Fibre is a type of carbohydrate that your body cannot digest. It plays many important roles in your body. These include:
- Helping to achieve and maintain a healthy body weight.
- Promoting stable blood sugar levels.
- Reducing your levels of ‘bad’ low-density lipoproteins (LDL) and total cholesterol.
- Helping to achieve and maintain a healthy gut microbiome and gut function.
- Helping to lower your blood pressure.
- Reducing your risk of developing certain cancers like colorectal cancer.
There is a benefit that you may find surprising. Including enough fibre in your diet each day may help reduce your risk of dying from any cause, including heart disease.
A US study investigated the role of fibre and breakfast in reducing your risk of death. The recent study looked at 5761 people from data collected from 1999 to 2002. Researchers investigated the link between eating breakfast while consuming over 25g of dietary fibre each day and the risk of death from any cause including heart disease.
It was found that those people who ate breakfast had a lower body mass index, consumed more calories and obtained more fibre in their diet each day than those people who skipped breakfast. The people who included more than 25g of dietary fibre each day were 21% less likely to die from any cause. In addition to this, those who skipped breakfast were at a 21% greater risk of developing type two diabetes and experience heart disease or die from heart disease than those who ate breakfast every day.
The take-home message from this study is that breakfast may be needed in your day to allow you to meet your needed daily dietary fibre needs.

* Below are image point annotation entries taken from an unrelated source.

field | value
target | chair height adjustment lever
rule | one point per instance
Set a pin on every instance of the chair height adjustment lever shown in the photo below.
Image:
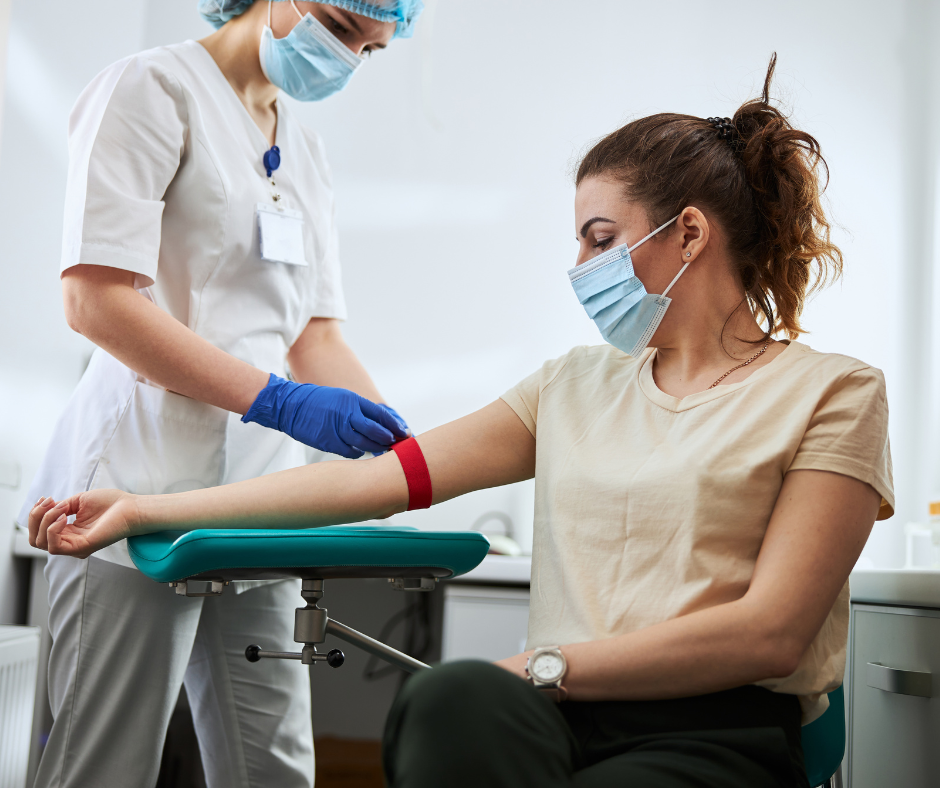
(334, 658)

Fibre has a satiating effect and consuming 25-30g of dietary fibre — the recommended amount of daily dietary fibre for adults — may be too great to include within lunch and dinner. You may need breakfast to spread out this recommended daily fibre intake. Including plant-based sources of food in every meal and snack can help you achieve your daily fibre needs. Plant foods that are rich in fibre include wholegrains, fruit, vegetables, legumes, beans, nuts and seeds.

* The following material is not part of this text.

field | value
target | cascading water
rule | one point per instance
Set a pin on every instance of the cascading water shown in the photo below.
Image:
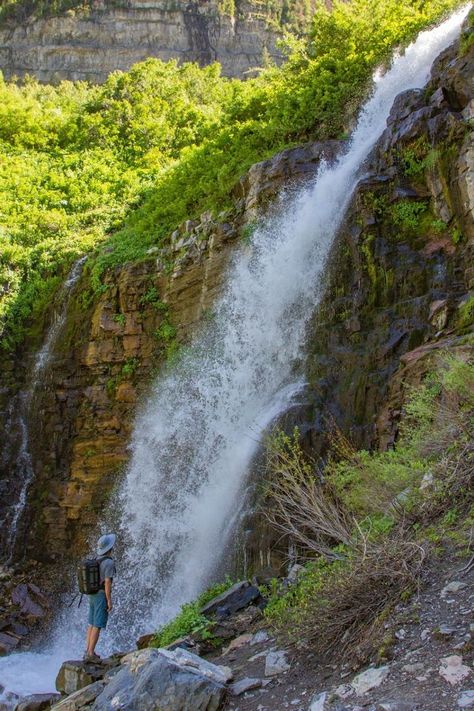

It may feel like quite a daunting task to achieve 15-38g of dietary fibre every day. South Australian Gourmet Food Company Fruit Custard with Added Fibre can help you more easily meet these goals alongside a balanced diet. Available in Strawberry, Banana or Apple, each delicious fruit custard has 11g of dietary fibre. Check out the South Australian Gourmet Food Company website for a library of recipes for breakfast, such as the Almond, Walnut, Fig and Strawberry Custard Smoothie when you’re on the run, or a Peach, Blueberry and Apple Custard Porridge with Pepitas and Quinoa for an indulgent brunch.
Take home message:
If you don’t take the time to eat breakfast each day, you may be missing out on an essential meal that helps you meet your daily fibre needs. Achieving adequate fibre each day does not only support gut health, but it may help you live a longer and healthier life too. Making time for breakfast every morning is a worthy investment of your time.
References:
King DE, Xiang J. A Relationship Between Mortality and Eating Breakfast and Fiber. J Am Board Fam Med. 2021 Jul-Aug;34(4):678-687. doi: 10.3122/jabfm.2021.04.210044. PMID: 34312261.